HTTP (cached)

Data Science Studio can access data stored on HTTP or HTTPS servers.

This “remote” dataset can only be used as input in DSS. Data is not directly streamed from the source server. Instead, a local copy (mirror) is made of the remote data. The local mirror copy is updated (new files being downloaded and obsolete files being deleted, tracking changes on the origin servers) whenever it is used as input to a DSS recipe.

A remote dataset is defined by specifying:

  • one or several sets of files hosted on the remote HTTP server
  • a local storage location (on the local server filesystem, or Hadoop HDFS) where to host the mirror copy them.

It can then be browsed, analyzed and processed like any other locally-stored dataset.

Remote datasets can be partitioned.

Warning

When using these datasets, DSS makes a copy of the foreign data, stored in the local storage location

Defining the HTTP dataset

  • From the “Datasets” screen of Data Science Studio, click the “New dataset” button and pick the “FTP / HTTP / SSH” menu entry.
  • The remote dataset definition screen opens. The leftmost “Input/Output” pane lets you define the remote sources to mirror, with the following configuration items.
Name Type Description
Store into Drop down menu Choose the local filesystem or Hadoop HDFS location where the remote dataset files should be mirrored
Download from Drop down menu
  • Pick “HTTP or FTP url” to directly enter a URL download.
HTTP/HTTPS/FTP URL Text box Defines the remote URL or URL pattern to download (see below)
Use global proxy Check box When in URL mode and a global proxy is set, uncheck this if the specified URL does not require a proxy.
Check source Button Click this button to test the data source defined above. Displays the number and total size of files which would be downloaded from it.
Add another source Button Click this button to add another “Download from” remote source definition to this dataset. Click the blue cross at the right end of the remote source definition to remove it
Download Button Click this button to start the doanload of all the specified URLs.

Remote URL definition

A remote source can be defined by a HTTP or HTTPS URL. HTTP/HTTPS URL may only reference a single remote file, and wilcard expansion patterns are not recognized in them.

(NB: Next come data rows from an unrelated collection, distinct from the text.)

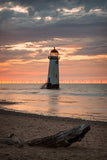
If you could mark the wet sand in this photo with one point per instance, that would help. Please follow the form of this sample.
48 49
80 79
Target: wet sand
30 126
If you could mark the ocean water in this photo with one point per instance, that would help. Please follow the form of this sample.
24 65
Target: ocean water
84 101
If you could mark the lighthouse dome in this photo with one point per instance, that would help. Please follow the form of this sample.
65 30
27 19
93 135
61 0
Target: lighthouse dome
54 52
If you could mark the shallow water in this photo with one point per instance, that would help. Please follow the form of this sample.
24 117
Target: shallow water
85 101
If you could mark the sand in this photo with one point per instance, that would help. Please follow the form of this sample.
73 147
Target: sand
30 126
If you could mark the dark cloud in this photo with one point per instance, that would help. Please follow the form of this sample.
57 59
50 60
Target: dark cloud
32 25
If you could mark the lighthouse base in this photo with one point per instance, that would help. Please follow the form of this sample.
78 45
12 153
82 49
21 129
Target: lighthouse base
52 86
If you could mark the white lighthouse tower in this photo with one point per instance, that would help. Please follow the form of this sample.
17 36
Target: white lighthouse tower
53 73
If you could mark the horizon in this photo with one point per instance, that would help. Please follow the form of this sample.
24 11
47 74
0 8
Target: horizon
30 29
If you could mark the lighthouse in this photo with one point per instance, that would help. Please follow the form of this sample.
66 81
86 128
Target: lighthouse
53 72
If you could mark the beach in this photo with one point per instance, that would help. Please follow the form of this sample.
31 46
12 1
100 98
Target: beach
29 126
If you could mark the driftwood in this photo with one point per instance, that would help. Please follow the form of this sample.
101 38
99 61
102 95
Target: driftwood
61 139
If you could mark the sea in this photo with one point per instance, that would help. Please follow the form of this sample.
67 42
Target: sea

Remote URL definitions can contain optional inline authentication credentials and non-default network ports.

URL Downloaded files (single source)
http://HOST/stats/20140102.log 20140102.log
http://USER:PASSWORD@HOST:8080/stats/20140102.log 20140102.log

Defining partitioned remote datasets

Remote datasets can be partitioned like any other Data Science Studio file-based dataset. Remote datasets become a file-based partitioning. See Working with partitions for more information.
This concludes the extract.